The words "in the home" are the key to how state anti-sodomy statutes have had to have been modified and interpreted. In effect, those statutes creating anti-sodomy offenses can still be facially constitutional not regarding consenual private sexual conduct in the home but where a legitimate state interest exists in regulating conduct involving minors, non-consensual or coercive conduct, public conduct, and prostitution.

So, notwithstanding the Lawrence decision, these statutes can, as modified, still be used to prosecute conduct in which a minor was involved, conduct involving non-consensual or coercive sexual acts, conduct occurring in a public place, or conduct involving prostitution or solicitation.
 

Micah Cohen

Screenwriter
Joined
Jun 8, 2000
Messages
1,161
All you lawyers are ruining this for me. Like a science film popping up in the middle of my porn movie.
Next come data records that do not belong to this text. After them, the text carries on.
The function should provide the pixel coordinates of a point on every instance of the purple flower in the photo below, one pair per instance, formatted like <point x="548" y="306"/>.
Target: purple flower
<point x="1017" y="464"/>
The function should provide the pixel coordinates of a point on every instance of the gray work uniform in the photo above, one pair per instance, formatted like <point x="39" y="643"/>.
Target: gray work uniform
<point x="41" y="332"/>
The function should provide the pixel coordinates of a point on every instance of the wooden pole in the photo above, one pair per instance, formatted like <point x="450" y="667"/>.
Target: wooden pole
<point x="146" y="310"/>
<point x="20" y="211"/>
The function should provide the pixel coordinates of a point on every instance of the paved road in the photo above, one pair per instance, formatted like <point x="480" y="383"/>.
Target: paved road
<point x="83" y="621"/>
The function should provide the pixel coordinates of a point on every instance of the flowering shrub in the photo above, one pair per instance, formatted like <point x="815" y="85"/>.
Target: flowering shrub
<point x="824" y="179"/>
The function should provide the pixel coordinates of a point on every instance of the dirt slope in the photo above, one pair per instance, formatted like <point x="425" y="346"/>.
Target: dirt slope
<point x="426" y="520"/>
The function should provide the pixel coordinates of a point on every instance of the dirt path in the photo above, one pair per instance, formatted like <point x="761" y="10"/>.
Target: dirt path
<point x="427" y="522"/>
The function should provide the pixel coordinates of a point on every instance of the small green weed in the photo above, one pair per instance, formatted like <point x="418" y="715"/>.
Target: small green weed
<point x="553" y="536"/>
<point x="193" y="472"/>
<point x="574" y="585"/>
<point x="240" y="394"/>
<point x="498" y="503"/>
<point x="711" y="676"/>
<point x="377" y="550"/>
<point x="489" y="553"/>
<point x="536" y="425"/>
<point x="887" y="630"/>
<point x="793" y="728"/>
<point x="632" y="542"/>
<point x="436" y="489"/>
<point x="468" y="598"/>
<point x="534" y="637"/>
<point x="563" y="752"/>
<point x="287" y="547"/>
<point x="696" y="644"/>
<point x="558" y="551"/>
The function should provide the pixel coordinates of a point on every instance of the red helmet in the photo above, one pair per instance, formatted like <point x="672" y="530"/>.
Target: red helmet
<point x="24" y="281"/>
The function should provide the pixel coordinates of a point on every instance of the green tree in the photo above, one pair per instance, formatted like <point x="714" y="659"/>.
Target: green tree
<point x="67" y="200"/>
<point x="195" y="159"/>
Excuse me while I whip this out...

"I think of all the education that I've missed
But then my homework was never quite like this!"


I don't feel tardy!

Class dismissed!

("Got it bad, got it bad, got it bad...")

:D

MC
 

Glenn Overholt

Senior HTF Member
Joined
Mar 24, 1999
Messages
4,201
I want to know now who filed the charges and what they expected to get from it?

But I also have to add this - if you could ask the boy(victim) "Do you respect authority figures" what do you think his answer would be?

If you went to a prison and asked the same thing, how many 'yes' answers do you think you'd get?

Does anyone think that this boy might end up not respecting much of anything, and end up in the slammer?

Glenn
 

Jeff Ulmer

Senior HTF Member
Deceased Member
Joined
Aug 23, 1998
Messages
5,582
I doubt very much that this has anything to do with anything. Kids have very little respect for authority, they don't have to be sleeping with their teacher/priest/parent or other figure to lose respect. Since the 1960s (and perhaps earlier), it has been the duty of the younger generation to rebel against authority - for good reason in many cases, and any parent of today, in light of the conduct of everyone from politicians to teachers to priests and parents, would face a hard argument based on history. The authority figure has to earn respect, it is not something they should necessarily be handed. There are many more societal influences that would be a greater threat to whether a young person were to find themselves in trouble with the law than boffing their teacher.